Доктор Рэдклифф ушел, оставив Отца, Грэма и Вайолет наедине. Они сидели молча, слушая шум двигателя.
– Я уверен, ты понимаешь, – начал Отец, глядя на стену, мимо Вайолет, – что я не могу позволить тебе вернуться в мой дом после того, что ты сделала. Я договорился, что ты отправишься в пансион в Шотландии. Ты пробудешь там два года, а после этого я решу, что с тобой делать.
Вайолет услышала, как Грэм прочистил горло.
– Нет, – сказала она прежде, чем ее брат открыл рот. – Боюсь, это неприемлемо для меня, Отец.
У него едва не отвисла челюсть. Он выглядел, будто она дала ему пощечину.
– Прошу прощения?
– Я не поеду в Шотландию. Более того, я вообще никуда не поеду. Я останусь прямо здесь.
Произнося эти слова, Вайолет почувствовала, как внутри нее что-то закипает, как будто под ее кожей зажужжало электричество. Перед ее мысленным взором вспыхивали образы – ворона, прорезающая воздух, блестящие от снега крылья; спицы вращающегося колеса. На миг она закрыла глаза, сосредоточившись на этом чувстве, пока оно практически не предстало перед ее глазами: мерцающее внутри нее золото.
– Это не тебе решать, – сказал Отец. Окно было открыто, и в комнату влетела пчела; ее крылья отливали серебром.
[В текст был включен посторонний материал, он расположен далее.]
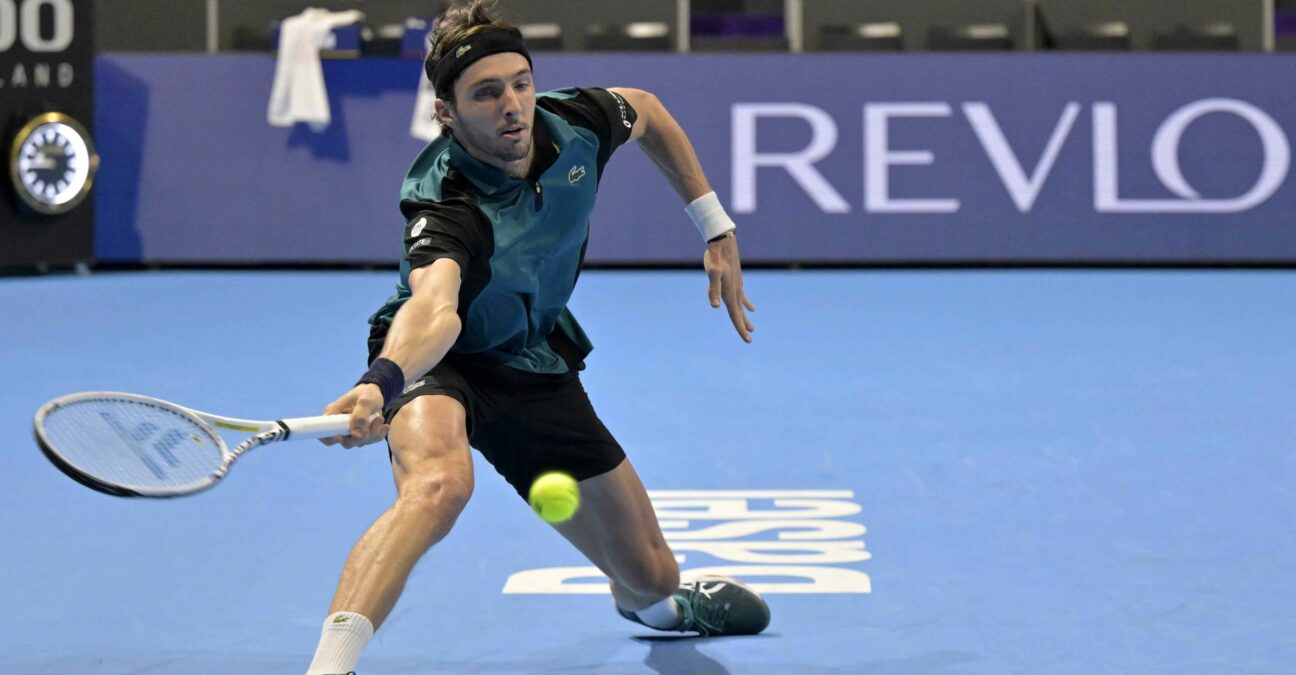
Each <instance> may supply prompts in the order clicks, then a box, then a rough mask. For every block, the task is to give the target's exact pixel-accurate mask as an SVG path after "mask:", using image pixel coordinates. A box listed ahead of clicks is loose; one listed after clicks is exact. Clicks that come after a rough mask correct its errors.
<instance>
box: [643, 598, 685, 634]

Она подлетела к отцовской щеке, и он отмахнулся от нее.
– Это уже решено.
Вайолет встала, глядя своими черными глазами прямо в водянистые отцовские. Он моргнул. Пчела вилась у его лица, уворачиваясь от его рук, и она увидела, что на носу у него выступил пот. Вскоре к этой пчеле присоединилась другая, и еще одна, и еще, и вот уже кричащего и ругающегося Отца окружило мерцающее рыжевато-коричневое облако.
– По-моему, будет лучше, если ты уйдешь прямо сейчас, Отец, – тихо сказала Вайолет. – В конце концов, ты сам сказал, я дочь своей матери.
– Грэм? – в голосе Отца звучала паника, и Вайолет улыбнулась.
– Я тоже остаюсь, – сказал Грэм, скрестив руки на груди.
Вайолет услышала, как Отец сглотнул, словно задыхаясь. Несколько пчел были уже в опасной близости от его рта.
– Отец, ключ от входной двери, пожалуйста, – сказала Вайолет. Ключ с глухим лязгом упал на деревянный пол.
– Спасибо, – сказала она ему вслед, когда Отец, преследуемый пчелами, захлопнул за собой дверь.
Вайолет протянула руку, и одинокая пчела села на ее ладонь.
– Ты ведь не боишься? – спросила она, обернувшись к Грэму. – Теперь они не укусят тебя.
– Я знаю, – сказал Грэм.
Он обнял ее. Некоторое время они стояли, слушая, как затихает гул автомобиля.
50
Кейт
В коридоре до Кейт доносятся звуки из комнаты – будто град бьет в окна. Но сквозь приоткрытую дверь спальни она видит, что это не град; это клювы.
За окном в свете луны летают сотни птиц. Она замечает металлический блеск вороньих крыльев, желтый глаз совы. Красную грудку малиновки. Птицы мечутся и бьются о стекло. А вокруг падает снег, стелется поземкой. Крики птиц отдаются в ушах у Кейт. Она знает, что все они здесь из-за нее.
Дверь в гостиную слегка приоткрыта. Саймон яростно кричит. Ему не слышно шагов Кейт: все перекрывает поднятый птицами шум.
Она толкает дверь. Саймон стоит посередине комнаты лицом к окну. В стиснутой добела руке трясется кочерга. На мгновение она замирает, глядя на напряженную спину под тонким шерстяным свитером. Кожа на его затылке покрыта мурашками от страха.
У окна неистовствуют птицы. По стеклу серебристой паутинкой уже пошли трещины. В дымоходе что-то скребется.
– Саймон, – говорит она. Но он не слышит.